Thomas Doyle’s “No Man’s Land” at LeBasse Projects [Culver City]


Thomas Doyle built every miniature house in his exhibit at LeBasse Projects from scratch out of balsa and bass wood. His attention to detail is insane, since he not only builds his tiny houses perfectly, but also destroys them in an organically beautiful way as well. 

In this exhibit, he even brought a new element into his work. The use of magnification. You see it in the  three colorful pieces of drywall that look like they have bullet holes in them. However, when you look closely into each hole, you see a perfectly lit figurine. 

Thomas also restructured one of his pieces from an exhibit at the Museum of Arts and Design in New York for the gallery. On the surface it looks like a snowy scene with a frozen lake. But, when you get close you realize that underneath the ice is a city with street lights and houses. In the museum the piece was actually spread across two floors, so he built a modified enclosure for it at the gallery, since the building is only one story tall. 

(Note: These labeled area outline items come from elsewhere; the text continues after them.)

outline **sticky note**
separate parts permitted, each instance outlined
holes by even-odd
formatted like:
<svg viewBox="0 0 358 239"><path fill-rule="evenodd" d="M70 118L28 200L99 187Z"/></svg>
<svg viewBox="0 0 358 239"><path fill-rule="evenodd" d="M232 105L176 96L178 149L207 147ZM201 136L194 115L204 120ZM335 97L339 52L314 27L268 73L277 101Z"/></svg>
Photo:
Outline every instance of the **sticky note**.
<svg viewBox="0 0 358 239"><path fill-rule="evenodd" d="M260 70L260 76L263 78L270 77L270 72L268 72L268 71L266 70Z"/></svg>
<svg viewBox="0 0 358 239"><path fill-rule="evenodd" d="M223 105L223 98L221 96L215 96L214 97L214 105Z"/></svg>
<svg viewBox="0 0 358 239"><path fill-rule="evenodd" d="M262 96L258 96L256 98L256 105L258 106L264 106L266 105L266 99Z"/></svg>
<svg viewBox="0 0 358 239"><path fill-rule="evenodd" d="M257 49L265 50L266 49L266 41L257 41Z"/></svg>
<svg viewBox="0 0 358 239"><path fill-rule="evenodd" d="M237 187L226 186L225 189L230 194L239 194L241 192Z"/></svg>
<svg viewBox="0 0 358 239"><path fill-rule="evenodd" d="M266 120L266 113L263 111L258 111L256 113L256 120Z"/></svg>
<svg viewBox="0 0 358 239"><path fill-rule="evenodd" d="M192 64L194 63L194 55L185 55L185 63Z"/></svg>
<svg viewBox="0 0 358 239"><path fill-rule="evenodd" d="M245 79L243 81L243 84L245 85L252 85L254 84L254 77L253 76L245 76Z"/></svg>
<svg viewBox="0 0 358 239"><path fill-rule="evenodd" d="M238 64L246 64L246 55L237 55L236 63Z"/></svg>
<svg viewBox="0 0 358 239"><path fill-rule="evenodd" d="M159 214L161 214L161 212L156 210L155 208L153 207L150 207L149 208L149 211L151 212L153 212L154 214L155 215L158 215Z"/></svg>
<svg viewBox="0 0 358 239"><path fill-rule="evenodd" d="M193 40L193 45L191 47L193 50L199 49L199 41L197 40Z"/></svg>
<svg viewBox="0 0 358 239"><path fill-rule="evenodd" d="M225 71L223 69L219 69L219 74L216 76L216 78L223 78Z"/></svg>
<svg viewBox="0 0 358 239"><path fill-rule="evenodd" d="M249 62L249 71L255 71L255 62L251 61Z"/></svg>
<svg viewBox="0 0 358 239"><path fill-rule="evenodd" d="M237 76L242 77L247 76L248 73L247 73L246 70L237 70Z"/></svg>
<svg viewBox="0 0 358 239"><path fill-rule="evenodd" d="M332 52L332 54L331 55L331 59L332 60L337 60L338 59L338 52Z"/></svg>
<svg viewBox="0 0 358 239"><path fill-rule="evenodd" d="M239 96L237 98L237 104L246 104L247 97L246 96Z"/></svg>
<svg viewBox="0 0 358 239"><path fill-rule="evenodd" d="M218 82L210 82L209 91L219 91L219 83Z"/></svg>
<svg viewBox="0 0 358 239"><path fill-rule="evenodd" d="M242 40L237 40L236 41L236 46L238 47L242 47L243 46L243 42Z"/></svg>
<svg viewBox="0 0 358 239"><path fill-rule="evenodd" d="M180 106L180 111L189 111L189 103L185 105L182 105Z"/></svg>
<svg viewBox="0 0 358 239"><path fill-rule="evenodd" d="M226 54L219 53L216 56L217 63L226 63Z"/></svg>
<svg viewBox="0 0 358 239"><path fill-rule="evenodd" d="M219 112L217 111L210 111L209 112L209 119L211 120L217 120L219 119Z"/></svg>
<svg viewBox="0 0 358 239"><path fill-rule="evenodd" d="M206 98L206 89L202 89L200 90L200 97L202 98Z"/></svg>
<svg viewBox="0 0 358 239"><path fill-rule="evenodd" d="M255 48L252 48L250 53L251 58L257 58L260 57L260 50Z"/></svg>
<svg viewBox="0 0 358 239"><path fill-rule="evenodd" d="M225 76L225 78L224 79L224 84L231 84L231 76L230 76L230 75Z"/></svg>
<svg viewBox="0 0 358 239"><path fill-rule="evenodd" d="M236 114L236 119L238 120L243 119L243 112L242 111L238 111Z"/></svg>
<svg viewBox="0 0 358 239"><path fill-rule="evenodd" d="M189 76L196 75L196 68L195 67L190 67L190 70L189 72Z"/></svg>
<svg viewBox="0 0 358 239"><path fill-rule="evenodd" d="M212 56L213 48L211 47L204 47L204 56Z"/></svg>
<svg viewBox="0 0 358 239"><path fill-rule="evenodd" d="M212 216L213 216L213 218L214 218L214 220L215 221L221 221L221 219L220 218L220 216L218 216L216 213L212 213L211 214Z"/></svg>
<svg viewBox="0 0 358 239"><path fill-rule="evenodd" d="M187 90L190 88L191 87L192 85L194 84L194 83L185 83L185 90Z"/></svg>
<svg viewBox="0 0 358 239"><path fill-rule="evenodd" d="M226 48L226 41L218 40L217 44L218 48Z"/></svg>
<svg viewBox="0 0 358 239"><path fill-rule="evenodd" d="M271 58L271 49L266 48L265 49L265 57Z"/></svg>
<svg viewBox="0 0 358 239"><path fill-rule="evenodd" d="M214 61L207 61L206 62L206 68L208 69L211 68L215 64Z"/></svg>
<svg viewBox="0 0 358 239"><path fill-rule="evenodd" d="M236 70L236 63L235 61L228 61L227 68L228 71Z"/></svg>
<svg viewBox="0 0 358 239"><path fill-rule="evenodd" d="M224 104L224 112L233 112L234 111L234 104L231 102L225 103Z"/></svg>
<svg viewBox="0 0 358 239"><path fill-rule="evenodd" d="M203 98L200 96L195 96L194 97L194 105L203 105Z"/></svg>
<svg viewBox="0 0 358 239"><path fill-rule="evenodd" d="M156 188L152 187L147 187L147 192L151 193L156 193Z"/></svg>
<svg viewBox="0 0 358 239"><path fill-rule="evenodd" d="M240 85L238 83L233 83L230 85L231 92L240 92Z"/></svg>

Thomas Doyle’s exhibit made me miss the Carole & Barry Kaye Museum of Miniatures, which closed down in 2001. 

For Travelers:

LeBasse Projects has two locations, so when you look up their shows be sure you’re heading to the right one. Also, sometimes their Culver City location will have its opening on the same night as a bunch of other openings at galleries nearby, so be sure to drive down Las Cienega Blvd afterwards to see if people are gathered around. If they are, it’s a sure sign that there’s another opening reception happening.